Toronto, Canada witnessed a bullish surge as the S&P/TSX composite index soared nearly 200 points, closing at 21,552.35. The driving force behind this remarkable climb? Energy stocks, fueled by rising oil prices. Meanwhile, across the border, U.S. markets celebrated fresh record highs.

Key Takeaways:

  1. Oil’s Resurgence: The TSX energy index flexed its muscles, rising almost 2%. Oil briefly flirted with US$80 per barrel, a level unseen since early November.
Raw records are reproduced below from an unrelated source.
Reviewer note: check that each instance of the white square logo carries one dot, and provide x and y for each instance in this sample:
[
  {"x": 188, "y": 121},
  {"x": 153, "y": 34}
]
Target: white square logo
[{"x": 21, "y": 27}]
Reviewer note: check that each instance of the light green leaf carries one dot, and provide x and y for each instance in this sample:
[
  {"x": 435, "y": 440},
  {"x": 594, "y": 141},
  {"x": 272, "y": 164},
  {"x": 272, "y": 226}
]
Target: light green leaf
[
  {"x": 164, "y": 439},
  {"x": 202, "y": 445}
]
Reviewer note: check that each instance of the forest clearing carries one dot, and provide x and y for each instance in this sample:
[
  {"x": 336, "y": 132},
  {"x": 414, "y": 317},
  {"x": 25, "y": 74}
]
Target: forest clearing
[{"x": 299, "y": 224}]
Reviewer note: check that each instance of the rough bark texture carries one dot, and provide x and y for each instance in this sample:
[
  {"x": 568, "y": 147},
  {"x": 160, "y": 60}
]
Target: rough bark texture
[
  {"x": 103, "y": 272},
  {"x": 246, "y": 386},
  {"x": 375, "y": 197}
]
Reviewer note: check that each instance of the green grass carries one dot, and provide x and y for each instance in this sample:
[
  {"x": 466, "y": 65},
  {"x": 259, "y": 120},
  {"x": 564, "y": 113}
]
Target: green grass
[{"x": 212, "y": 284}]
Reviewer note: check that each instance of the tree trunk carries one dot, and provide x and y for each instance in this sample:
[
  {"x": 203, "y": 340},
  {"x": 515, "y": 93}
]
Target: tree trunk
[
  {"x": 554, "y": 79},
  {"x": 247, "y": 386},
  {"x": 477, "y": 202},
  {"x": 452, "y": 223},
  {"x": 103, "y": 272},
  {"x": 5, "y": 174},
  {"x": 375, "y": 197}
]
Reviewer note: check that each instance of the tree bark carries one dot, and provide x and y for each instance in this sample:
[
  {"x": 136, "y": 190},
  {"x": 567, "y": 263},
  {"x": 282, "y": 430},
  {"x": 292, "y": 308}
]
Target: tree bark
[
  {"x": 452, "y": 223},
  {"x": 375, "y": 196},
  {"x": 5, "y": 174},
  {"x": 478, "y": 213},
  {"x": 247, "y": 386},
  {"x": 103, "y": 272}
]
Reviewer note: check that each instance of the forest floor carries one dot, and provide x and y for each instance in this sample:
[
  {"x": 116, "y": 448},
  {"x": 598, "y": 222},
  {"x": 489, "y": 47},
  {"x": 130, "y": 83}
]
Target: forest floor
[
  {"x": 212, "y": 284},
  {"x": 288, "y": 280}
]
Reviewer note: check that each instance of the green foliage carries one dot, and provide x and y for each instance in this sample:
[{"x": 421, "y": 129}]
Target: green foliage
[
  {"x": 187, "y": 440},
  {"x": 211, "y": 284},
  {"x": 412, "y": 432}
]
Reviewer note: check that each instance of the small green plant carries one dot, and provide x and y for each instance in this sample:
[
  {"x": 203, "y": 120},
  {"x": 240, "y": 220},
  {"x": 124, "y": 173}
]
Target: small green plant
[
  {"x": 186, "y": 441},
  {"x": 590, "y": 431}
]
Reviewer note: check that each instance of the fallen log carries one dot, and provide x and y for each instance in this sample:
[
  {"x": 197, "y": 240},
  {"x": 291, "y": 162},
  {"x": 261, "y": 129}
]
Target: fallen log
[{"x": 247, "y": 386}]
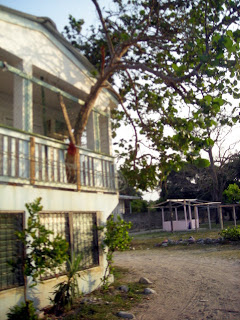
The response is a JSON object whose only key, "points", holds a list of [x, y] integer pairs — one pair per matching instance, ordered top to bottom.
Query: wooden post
{"points": [[66, 118], [32, 160], [78, 171], [185, 213], [176, 214], [190, 214], [171, 215], [195, 215], [162, 216], [220, 216], [234, 216], [197, 218], [209, 218], [70, 223]]}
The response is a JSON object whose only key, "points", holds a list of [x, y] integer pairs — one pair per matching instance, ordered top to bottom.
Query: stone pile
{"points": [[190, 240]]}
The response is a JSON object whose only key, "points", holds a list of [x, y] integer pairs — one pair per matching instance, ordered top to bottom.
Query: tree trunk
{"points": [[215, 184]]}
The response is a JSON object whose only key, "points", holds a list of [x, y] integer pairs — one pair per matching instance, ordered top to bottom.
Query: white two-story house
{"points": [[37, 65]]}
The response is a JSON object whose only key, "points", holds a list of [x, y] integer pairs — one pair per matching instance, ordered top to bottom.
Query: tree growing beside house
{"points": [[170, 60], [40, 254]]}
Geopolitical tensions and anticipation of potential OPEC cuts contributed to this bullish momentum.

  2. U.S. Market Records:

    • The Dow Jones industrial average gained 90.99 points, closing at 39,087.38.
    • The S&P 500 index surged 40.81 points, reaching 5,137.08.
    • The Nasdaq composite continued its ascent, adding 183.02 points to hit 16,274.94. Artificial intelligence remained the tech sector’s driving force.
    • Dell Technologies stole the spotlight, leaping nearly 32% after impressive earnings.
  3. Interest Rate Expectations:

    • Weaker-than-expected U.S. economic data bolstered expectations for summer interest rate cuts.
    • Fed Governor Christopher Waller hinted at a shift in the central bank’s holdings toward short-term Treasuries.
  4. Market Resilience:

    • Despite mixed economic data, market bulls remain optimistic.
    • Technical and fundamental factors support the rally, but caution is warranted due to elevated valuations and universal optimism.
  5. Earnings Triumph:

    • Fourth-quarter earnings exceeded expectations, with growth nearing 8%.
    • Approximately 76% of S&P 500 firms surprised to the upside, reinforcing confidence in equities.
  6. AI-Driven Rally:

    • Wall Street strategists scramble to keep pace with the stock market’s artificial intelligence frenzy.
    • Five major firms raised their S&P 500 forecasts for 2024.
    • The index’s strong start—up over 7%—follows a remarkable 24% gain in 2023.
  7. Historical Perspective:

    • Consecutive monthly gains signal a promising year ahead.
    • Since 1950, when the index finished higher in both January and February, full-year returns averaged 19.8%—with positive outcomes in 27 out of 28 instances.

In summary, the S&P/TSX’s bullish trajectory, driven by oil and tech, underscores unwavering optimism amid macroeconomic uncertainties. Investors eagerly await further developments in monetary policy and corporate performance.